Enquanto Lucas se vestia no quarto, sentei na cozinha e chorei baixinho. Minha mãe sempre dizia: “Filho criado, trabalho dobrado”. Nunca entendi até aquele momento. O cheiro do café passado me trouxe lembranças da infância: eu e meus irmãos dividindo pão com margarina antes de ir pra escola pública. Jurei que meus filhos teriam mais oportunidades. Mas será que felicidade se compra com oportunidades?
Lucas saiu do quarto com a mochila nas costas e a mala arrastando no chão.
— Vai querer café? — perguntei, tentando soar casual.
— Não tô com fome.
— Quer que eu te leve até o metrô?
— O pai já tá vindo me buscar.
O silêncio entre nós era insuportável. Olhei para ele e vi não mais o menino de antes, mas um jovem tentando encontrar seu próprio caminho — mesmo que isso significasse se afastar de mim.

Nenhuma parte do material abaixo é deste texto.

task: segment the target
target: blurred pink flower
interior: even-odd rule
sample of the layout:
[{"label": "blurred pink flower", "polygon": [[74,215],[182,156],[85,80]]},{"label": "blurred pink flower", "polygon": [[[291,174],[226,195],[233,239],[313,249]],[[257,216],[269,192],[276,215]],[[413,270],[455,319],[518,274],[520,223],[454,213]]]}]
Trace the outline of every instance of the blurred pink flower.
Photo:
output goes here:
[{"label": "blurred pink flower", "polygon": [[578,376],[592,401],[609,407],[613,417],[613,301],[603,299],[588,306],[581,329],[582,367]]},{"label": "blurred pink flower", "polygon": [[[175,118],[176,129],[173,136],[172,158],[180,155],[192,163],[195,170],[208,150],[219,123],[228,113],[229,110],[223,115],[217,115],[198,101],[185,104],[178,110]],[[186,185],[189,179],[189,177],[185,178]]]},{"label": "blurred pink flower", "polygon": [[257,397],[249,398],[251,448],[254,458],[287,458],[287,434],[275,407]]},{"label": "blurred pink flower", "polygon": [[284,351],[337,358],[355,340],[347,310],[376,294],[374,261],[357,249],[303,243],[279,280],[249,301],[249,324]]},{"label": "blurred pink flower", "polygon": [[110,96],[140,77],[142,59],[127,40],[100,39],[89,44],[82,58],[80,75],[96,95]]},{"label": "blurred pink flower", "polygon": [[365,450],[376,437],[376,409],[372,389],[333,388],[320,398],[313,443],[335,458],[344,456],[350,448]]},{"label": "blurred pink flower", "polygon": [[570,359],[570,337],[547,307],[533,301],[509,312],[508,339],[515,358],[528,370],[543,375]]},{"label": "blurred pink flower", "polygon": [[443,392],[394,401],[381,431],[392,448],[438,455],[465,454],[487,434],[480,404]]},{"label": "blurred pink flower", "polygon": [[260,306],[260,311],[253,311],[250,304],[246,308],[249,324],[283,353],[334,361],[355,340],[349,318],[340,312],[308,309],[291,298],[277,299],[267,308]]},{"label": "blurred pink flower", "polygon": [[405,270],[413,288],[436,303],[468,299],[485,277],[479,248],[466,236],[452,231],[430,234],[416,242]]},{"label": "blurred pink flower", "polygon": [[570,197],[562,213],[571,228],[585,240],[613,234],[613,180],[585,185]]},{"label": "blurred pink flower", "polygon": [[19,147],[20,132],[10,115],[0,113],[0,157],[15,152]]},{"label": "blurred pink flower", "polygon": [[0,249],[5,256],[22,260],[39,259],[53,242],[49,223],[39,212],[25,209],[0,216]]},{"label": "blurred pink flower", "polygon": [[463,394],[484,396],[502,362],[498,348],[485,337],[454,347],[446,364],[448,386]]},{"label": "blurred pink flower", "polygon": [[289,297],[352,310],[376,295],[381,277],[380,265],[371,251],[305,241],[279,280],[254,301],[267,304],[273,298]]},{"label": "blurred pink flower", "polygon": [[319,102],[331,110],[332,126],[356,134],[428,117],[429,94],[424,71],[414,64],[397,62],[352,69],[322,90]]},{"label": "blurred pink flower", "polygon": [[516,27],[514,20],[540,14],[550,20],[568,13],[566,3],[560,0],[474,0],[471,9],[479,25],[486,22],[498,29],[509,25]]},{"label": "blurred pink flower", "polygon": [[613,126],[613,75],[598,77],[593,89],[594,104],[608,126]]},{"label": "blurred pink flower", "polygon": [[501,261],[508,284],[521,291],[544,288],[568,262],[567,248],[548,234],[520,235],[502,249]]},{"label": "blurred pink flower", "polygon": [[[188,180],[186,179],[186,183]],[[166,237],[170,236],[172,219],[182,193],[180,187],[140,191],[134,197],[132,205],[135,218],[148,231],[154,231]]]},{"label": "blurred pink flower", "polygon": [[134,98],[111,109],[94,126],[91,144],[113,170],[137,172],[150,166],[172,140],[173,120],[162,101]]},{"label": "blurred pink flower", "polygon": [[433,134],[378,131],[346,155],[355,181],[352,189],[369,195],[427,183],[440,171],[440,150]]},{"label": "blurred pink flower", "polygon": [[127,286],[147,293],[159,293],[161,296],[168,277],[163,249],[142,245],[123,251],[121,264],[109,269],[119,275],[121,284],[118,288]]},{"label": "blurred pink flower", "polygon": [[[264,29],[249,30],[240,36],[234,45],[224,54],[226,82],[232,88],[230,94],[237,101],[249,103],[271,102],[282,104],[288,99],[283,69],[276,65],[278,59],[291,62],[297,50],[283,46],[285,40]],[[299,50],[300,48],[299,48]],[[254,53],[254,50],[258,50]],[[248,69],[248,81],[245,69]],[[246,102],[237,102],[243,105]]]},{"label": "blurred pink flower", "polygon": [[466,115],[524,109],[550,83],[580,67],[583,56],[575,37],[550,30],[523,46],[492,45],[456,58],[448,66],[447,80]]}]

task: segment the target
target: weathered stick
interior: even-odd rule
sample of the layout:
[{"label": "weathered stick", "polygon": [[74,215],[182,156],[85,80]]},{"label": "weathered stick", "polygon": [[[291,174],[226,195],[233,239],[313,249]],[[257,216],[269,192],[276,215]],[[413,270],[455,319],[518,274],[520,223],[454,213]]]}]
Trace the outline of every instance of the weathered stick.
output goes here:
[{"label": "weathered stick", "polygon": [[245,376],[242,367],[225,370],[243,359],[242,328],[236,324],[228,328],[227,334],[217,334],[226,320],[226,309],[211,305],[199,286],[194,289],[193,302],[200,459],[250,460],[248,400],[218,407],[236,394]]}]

— Lucas… Me desculpa por tudo. Eu só queria o melhor pra você.
Ele me olhou nos olhos pela primeira vez naquela manhã. Vi dor e amor misturados ali.
— Eu sei, mãe. Mas às vezes parece que você quer viver minha vida no meu lugar.
A buzina do carro do Marcelo cortou o ar como uma sentença. Lucas pegou a mala e foi em direção à porta.
— Tchau, mãe.
— Tchau, filho… Se cuida.
A porta bateu devagar. Fiquei parada ali, ouvindo o som dos passos dele descendo as escadas do prédio. Senti um vazio tão grande que parecia que faltava ar nos pulmões.
Passei o resto do dia andando pela casa como um fantasma. Mexi nas coisas dele: o violão encostado no canto, os livros de vestibular ainda abertos na escrivaninha. Peguei uma camiseta dele e abracei forte, sentindo o cheiro misturado de perfume barato e juventude perdida.
No grupo da família no WhatsApp, minha irmã Simone mandou mensagem:
“Fica calma, mana. Adolescente é assim mesmo. Daqui a pouco ele volta.”
Mas será? E se ele não voltar? E se eu tiver perdido meu filho pra sempre?
À noite, Marcelo mandou mensagem dizendo que Lucas estava bem, mas não queria falar comigo ainda. Chorei mais um pouco. Liguei pra minha mãe em Sabará:
— Mãe… O Lucas foi embora.
Ela suspirou do outro lado da linha:
— Filha, às vezes a gente ama tanto que sufoca sem querer. Dá tempo ao tempo.
Mas tempo dói demais quando tudo o que você quer é voltar atrás e fazer diferente.
Os dias seguintes foram um tormento. Cada mensagem não respondida era uma punhalada no peito. No trabalho, mal conseguia me concentrar; os colegas percebiam meus olhos inchados mas ninguém perguntava nada — no Brasil é assim: cada um com sua dor disfarçada atrás de um sorriso amarelo.
Uma semana depois, Lucas finalmente respondeu:
“Oi mãe. Tô bem. Preciso de um tempo pra mim. Te amo.”
Chorei de novo — dessa vez de alívio e tristeza misturados.
No domingo seguinte, fui à missa sozinha pela primeira vez em anos. Rezei por nós dois: por mim, para aprender a ouvir mais e cobrar menos; por ele, para encontrar seu caminho sem medo de errar.
Quando voltei pra casa, sentei na varanda e fiquei olhando o céu escurecendo sobre Belo Horizonte. Pensei em todas as mães brasileiras que criam filhos sozinhas entre boletos atrasados e sonhos adiados; em quantas vezes confundimos amor com controle; em quantas famílias se perdem tentando acertar demais.
Hoje escrevo essa história ainda com o coração apertado, mas cheia de esperança de que um dia Lucas volte pra casa — não porque precisa, mas porque quer estar perto de mim novamente.
Será que algum dia vamos conseguir nos perdoar? Ou será que toda mãe está condenada a errar tentando acertar demais?